Born in China, Professor Li immigrated to the United States as a teenager and excelled in computer science. She is co-director of Stanford University’s Department of Computer Science and co-founder and CEO of World Labs.

It was her work on the ImageNet project, which enabled major advances in computer vision, for which she is recognized.

She and her students created large-scale image recognition datasets that are now the basis for many artificial intelligence techniques. This paved the way for computer vision, figuring out how computers can “see.”

She says the importance of that dataset “opens the floodgates for data-driven AI.”

She believes the next AI milestone will come when AI is able to interact with the world around it.

This ability is “essentially important and innate to animals and humans,” and if unlocked by AI, it could give humans “superpowers” in a variety of areas, including “creativity, robotic learning, design, architecture, and more.”

This is the first time that all seven award winners will be together.
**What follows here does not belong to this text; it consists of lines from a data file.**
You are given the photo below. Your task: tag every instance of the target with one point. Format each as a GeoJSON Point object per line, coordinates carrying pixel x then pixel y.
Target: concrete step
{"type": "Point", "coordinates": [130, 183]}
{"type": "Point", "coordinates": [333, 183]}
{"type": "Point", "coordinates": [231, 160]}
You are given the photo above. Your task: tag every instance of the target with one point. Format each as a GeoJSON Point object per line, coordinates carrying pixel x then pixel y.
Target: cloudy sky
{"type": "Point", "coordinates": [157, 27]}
Three “godfathers” have publicly expressed opposing views on how dangerous AI is.

Dr. Hinton has repeatedly expressed serious concerns that AI could pose an “extinction-level threat.” But Professor LeCun, who also works for Meta, writes that apocalyptic warnings are overblown.
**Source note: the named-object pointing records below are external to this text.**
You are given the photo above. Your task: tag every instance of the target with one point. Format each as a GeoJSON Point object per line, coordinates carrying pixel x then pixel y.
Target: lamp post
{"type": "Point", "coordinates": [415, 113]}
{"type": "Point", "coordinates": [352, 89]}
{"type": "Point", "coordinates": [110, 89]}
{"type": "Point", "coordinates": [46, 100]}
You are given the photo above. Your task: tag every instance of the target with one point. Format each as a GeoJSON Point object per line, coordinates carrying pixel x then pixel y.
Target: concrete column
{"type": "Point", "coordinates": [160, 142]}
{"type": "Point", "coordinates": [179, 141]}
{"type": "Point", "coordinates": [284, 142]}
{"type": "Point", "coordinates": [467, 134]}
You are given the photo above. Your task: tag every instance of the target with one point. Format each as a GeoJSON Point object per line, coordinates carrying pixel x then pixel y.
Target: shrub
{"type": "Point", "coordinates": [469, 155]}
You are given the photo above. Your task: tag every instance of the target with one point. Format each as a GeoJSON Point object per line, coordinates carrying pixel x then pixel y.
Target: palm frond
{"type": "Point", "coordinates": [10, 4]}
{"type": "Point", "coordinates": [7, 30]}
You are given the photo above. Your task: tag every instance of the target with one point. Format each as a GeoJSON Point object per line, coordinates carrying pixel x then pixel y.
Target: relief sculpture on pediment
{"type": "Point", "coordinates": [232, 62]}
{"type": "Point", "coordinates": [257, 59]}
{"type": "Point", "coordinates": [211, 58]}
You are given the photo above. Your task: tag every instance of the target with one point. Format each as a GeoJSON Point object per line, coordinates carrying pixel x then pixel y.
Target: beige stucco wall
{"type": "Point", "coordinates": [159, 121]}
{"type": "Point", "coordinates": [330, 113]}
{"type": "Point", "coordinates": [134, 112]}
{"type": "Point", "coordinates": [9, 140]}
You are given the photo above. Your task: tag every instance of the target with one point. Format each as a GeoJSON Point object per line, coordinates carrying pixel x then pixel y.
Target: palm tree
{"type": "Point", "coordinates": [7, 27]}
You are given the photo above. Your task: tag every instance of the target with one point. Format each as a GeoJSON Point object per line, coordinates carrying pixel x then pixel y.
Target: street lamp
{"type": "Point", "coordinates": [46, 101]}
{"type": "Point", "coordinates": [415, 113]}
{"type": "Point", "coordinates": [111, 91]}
Professor Lee said he was taking a more “pragmatic approach” and said disagreements among scientists were “healthy”.

“We are used to even disagreement, and I think it is healthy. A topic as deep and impactful as AI requires a lot of healthy debate and public debate.

“In the case of AI, I find both extremes of rhetoric concerning…I have always advocated for more science-based and pragmatic methods of public communication and education.

“So, yes, I would like to see communication about AI be more moderate and based on facts and science rather than extreme rhetoric.”

The Queen Elizabeth Prize is awarded annually to engineers responsible for breakthrough innovations that benefit humanity globally. Previous winners include Sir Tim Berners-Lee, founder of the World Wide Web.

Lord Vallance, chairman of the Queen Elizabeth Engineering Prize Foundation, said the winners “represent the best in engineering”, adding that their achievements “demonstrate how engineering can sustain our planet and transform the way we live and learn”.